Thu, 09 Jan 2003

Media is not sympathetic to me: Megawati

The Jakarta Post, Jakarta

President Megawati Soekarnoputri complained on Wednesday over what she called unbalanced reports by the national media regarding the increase in utility rates.

Venting her irritation at the media, Megawati said that newspapers and television stations had always misunderstood her decisions and turned facts upside down.

"The media is not sympathetic to me, they always perceive my words wrongly and every time they do that I just sigh," said Megawati, adding that such reporting had resulted in damaging public opinion against her administration.

Megawati was speaking in front of participants of a national meeting of the state ministry for information and telecommunications.

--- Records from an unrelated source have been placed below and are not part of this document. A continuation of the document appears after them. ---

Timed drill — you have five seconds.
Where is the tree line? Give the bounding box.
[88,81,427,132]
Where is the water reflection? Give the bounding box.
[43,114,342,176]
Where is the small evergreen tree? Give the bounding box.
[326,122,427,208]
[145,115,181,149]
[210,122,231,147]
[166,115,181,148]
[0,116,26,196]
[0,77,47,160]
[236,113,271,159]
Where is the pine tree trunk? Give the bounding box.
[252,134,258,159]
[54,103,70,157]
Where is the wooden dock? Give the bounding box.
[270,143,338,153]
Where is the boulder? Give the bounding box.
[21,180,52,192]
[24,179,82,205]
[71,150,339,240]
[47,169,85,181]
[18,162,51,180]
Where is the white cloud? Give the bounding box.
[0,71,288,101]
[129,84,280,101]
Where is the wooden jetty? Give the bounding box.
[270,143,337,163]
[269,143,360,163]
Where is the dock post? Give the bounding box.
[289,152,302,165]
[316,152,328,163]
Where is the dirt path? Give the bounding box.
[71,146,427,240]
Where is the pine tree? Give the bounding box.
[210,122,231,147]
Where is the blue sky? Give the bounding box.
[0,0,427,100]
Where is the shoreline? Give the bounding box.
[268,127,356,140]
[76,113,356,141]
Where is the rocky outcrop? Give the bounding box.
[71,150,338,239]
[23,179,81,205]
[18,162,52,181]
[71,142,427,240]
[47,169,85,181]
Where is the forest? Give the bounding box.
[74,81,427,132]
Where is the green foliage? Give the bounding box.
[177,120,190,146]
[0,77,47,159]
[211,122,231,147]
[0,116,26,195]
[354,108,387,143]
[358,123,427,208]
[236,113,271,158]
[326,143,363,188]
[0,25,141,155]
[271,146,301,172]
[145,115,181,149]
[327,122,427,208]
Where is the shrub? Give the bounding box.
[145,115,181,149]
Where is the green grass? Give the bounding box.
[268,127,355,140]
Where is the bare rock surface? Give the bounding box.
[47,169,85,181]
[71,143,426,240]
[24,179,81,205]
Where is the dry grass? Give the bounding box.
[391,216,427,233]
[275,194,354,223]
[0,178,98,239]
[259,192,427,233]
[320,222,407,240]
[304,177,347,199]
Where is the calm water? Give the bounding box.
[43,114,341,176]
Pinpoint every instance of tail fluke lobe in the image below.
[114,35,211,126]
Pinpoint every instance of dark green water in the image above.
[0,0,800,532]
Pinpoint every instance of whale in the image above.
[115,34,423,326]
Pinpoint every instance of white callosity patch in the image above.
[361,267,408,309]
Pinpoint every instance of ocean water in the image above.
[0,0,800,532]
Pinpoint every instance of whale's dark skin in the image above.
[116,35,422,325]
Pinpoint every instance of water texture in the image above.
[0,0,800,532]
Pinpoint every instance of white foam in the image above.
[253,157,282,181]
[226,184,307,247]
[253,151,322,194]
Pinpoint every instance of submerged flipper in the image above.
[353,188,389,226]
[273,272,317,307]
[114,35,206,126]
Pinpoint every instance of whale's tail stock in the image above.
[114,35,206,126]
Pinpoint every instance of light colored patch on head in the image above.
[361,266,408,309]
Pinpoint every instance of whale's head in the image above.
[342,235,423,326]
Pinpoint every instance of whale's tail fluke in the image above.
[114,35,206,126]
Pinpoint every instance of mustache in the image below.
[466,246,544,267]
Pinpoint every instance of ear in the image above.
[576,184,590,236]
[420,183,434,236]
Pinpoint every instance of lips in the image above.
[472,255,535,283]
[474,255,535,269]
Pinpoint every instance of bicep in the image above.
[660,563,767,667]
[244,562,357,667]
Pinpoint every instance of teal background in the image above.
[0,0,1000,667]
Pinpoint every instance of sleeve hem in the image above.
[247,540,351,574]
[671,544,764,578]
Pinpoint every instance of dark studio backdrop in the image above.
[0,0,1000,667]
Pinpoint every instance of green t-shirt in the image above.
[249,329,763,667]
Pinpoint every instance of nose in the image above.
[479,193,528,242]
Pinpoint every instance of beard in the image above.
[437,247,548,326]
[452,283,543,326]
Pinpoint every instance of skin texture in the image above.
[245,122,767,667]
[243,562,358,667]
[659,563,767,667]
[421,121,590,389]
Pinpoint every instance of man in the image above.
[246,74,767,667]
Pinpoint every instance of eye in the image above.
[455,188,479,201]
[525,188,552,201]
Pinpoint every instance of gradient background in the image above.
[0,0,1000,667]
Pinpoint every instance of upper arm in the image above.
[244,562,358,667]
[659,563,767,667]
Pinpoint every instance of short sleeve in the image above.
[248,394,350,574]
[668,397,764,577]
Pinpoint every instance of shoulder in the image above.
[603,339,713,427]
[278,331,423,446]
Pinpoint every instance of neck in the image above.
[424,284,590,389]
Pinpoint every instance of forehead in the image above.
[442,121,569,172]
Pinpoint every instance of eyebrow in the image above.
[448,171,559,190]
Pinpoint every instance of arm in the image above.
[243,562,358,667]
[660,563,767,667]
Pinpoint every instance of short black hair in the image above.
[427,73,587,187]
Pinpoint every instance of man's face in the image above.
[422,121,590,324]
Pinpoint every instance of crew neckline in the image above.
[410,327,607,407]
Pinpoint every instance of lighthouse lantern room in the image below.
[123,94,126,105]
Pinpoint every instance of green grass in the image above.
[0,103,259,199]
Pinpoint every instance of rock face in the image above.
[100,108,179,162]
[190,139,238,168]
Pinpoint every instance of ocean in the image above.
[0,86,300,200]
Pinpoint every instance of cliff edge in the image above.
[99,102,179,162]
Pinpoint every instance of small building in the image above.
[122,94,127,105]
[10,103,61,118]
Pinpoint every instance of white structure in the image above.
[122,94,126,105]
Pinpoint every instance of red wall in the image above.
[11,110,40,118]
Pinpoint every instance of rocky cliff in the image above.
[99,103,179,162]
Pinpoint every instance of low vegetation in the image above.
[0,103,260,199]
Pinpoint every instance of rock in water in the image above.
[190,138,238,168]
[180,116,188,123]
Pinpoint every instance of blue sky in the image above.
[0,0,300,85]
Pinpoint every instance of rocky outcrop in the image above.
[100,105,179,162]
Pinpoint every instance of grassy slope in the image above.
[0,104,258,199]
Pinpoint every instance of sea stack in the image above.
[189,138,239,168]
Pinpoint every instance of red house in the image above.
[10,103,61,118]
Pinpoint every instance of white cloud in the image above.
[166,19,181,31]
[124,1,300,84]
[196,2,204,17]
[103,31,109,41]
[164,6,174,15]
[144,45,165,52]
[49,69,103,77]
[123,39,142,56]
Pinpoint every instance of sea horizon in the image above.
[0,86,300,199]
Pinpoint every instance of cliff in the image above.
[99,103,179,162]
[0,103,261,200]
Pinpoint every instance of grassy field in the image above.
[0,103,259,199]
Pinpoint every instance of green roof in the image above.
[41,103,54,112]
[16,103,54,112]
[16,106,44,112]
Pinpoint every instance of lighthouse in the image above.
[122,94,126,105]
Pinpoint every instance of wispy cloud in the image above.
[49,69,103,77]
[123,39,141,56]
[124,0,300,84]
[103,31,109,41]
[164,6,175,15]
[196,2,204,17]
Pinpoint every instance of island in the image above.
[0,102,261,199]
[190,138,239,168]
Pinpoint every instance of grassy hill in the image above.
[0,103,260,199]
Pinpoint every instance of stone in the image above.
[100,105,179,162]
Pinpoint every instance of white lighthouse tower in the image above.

"I cannot say whether I have to be concerned or not whenever I see news reports, about what kind of country we have," she said.

According to Megawati, the media had exaggerated stories against her as had happened again following the hike in utility rates.

Critics have slammed Megawati for not explaining her policies to the public at large, particularly the reasons behind the decision to raise telephone and electricity charges and reduce the fuel subsidy simultaneously.

She was also roundly criticized last year when she failed to address the nation and explain her decisions in dealing with terrorist groups following the deadly bombing in Bali last Oct. 12.

Even her own political party, the Indonesian Democratic Party of Struggle (PDI Perjuangan), had warned her to be more articulate in explaining her policies to the public.

Megawati is known for her silence as she rarely speaks to the public or gives time to reach out to the people to explain her decisions.

Her administration has no official spokesperson and she has always assigned her aides to explain her policies to the public.

The government raised electricity and telephone charges on Jan. 1 and reduced the fuel subsidy to finance its 2003 budget. However, few people understand the rationale behind her decision as she and her Cabinet ministers have failed to explain the policies to the public.

"Of course I cannot accept it when people wreck our national flag and burn effigies of Pak Hamzah and I. When did our country begin to be so impolite?" Megawati asked.

Similar complaints were also voiced by chief expert of the coordinating ministry for the economy Mahendra Siregar, saying that the media had been reporting the hike in an unbalanced way.

"The idea that all subsidies have been reduced at once is prevalent in the press and that I have to complain about," Mahendra said.

"With regards to the fuel subsidies alone this is the third time they have been reduced, it has not been in one big block as the press is so eager to insinuate. That impression is wrong," he added.

Meanwhile, Hamzah said on Wednesday the government would not reverse its policy on the increase in fuel prices and electricity and telephone rates without a signal from the House of Representatives.

"The House has the power to decide the state budget ... if it considers the hike too burdensome to the people, we are open minded," he told reporters after granting a donation to the West Lampung administration to help villages recover from floods and landslides.

Hamzah expressed confidence that the current opposition over the price hikes was merely due to psychological factors or fear that the prices of basic commodities would increase following the hike in utility rates.

Therefore, he said, plans to set up a caucus among legislators to summon the government over the increase in utility rates and to use its investigative rights against the policy, was not necessary.